Tunisie – Transport : «Sortir de la logique du recours à l’Etat pour remédier aux déficits des entreprises publiques»

logistique-tansport-680.jpgTunisair vient d’être élue vice-présidente de l’Association africaine des compagnies aériennes (AFRAA). L’héritage de ses performances depuis sa création aurait permis à la compagnie battant pavillon national de garder le respect de ses pairs africains. Ceci, bien que souffrant depuis des années de nombreuses défaillances résultant de l’interventionnisme éhonté du Palais lors du règne de Ben Ali et de la mauvaise gestion de ses problèmes structurels par les dirigeants du secteur du transport depuis 2011.

Pour parer à la dislocation des entreprises publiques de transport et les préserver, le ministère du Transport, dirigé actuellement par Chiheb Ben Hmed, un pur produit Tunisair, a mis en place une stratégie pour une meilleure gouvernance des entreprises en question. Outre la refonte de Tunisair -qui a d’ores et déjà démarré-, des plans de sauvetage et de redressement à l’adresse de 7 sociétés ont été programmés. Il s’agit de la SNCFT, la TRANSTU, la SNTRI, la CTN (qui attend toujours la nomination de son nouveau PDG), la STAM, la SORETRAS et la STS.

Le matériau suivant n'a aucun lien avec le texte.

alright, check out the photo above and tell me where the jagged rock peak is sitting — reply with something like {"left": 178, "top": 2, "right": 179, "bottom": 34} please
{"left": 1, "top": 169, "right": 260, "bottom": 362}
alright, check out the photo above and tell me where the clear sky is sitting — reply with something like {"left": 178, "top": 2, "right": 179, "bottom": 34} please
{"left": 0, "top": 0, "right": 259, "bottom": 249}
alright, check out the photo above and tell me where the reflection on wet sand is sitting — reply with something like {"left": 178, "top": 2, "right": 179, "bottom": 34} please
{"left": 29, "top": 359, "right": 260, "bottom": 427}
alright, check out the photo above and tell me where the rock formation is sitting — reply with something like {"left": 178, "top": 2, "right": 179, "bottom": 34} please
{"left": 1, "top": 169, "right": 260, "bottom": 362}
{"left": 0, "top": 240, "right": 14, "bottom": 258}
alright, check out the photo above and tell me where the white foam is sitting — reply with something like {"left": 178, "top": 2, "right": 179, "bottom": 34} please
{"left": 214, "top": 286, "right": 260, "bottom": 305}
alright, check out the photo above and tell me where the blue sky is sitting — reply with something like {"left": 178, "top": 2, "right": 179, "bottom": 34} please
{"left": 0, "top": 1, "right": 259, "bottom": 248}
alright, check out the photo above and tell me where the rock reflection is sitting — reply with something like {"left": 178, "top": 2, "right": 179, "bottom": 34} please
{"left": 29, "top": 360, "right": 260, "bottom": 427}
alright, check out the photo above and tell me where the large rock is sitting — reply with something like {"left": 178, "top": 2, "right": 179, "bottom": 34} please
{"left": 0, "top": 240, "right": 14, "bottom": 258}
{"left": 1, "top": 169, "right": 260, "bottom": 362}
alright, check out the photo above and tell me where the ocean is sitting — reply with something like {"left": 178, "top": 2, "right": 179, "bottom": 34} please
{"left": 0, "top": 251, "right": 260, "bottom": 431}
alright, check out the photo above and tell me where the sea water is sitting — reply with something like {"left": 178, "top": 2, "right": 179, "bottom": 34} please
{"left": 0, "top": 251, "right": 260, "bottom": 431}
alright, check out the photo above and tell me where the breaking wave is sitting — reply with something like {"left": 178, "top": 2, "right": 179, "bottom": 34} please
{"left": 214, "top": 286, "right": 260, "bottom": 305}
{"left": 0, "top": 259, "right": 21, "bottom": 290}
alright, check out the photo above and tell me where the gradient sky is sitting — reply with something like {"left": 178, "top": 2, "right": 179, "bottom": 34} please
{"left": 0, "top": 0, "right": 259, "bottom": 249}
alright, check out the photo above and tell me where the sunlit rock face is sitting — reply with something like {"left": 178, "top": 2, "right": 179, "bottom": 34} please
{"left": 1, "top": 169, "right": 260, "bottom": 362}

Lors de son intervention à l’occasion du séminaire organisé mardi 11 novembre 2014, à l’IACE à propos de la nouvelle approche du ministère pour ce qui est de la gestion des entreprises publiques dans le secteur du transport, Chiheb Ben Hmed a insisté sur l’importance de la gouvernance.

«Nous avons tenu, en tant qu’Administration, à lier étroitement la restructuration de nos entreprises à la qualité de leur gouvernance. C’est l’expression de notre profonde conviction que leur sauvetage ne peut se restreindre à l’injection de l’argent public dans leurs caisses pour effacer leurs dettes et remplacer leurs pertes, mais doit s’inscrire dans la continuité pour assurer leur pérennité. Pour ce faire, il est nécessaire de revoir le modèle économique de manière à les stabiliser, rééquilibrer leurs finances et les aider à dépasser la phase critique qui menace leur survie même et qu’elles traversent en ce moment même».

La refonte des entreprises dans le secteur du transport pourrait servir d’exemple à d’autres opérant dans des domaines différents, a souligné le ministre. Et de préciser: «A lui seul, le transport représente 8,5% du produit intérieur brut (PIB) de la Tunisie, 11% de de la totalité des investissements, 1,5 milliard de dinars en devises et 140.000 emplois directs dont 40.000 dans le public».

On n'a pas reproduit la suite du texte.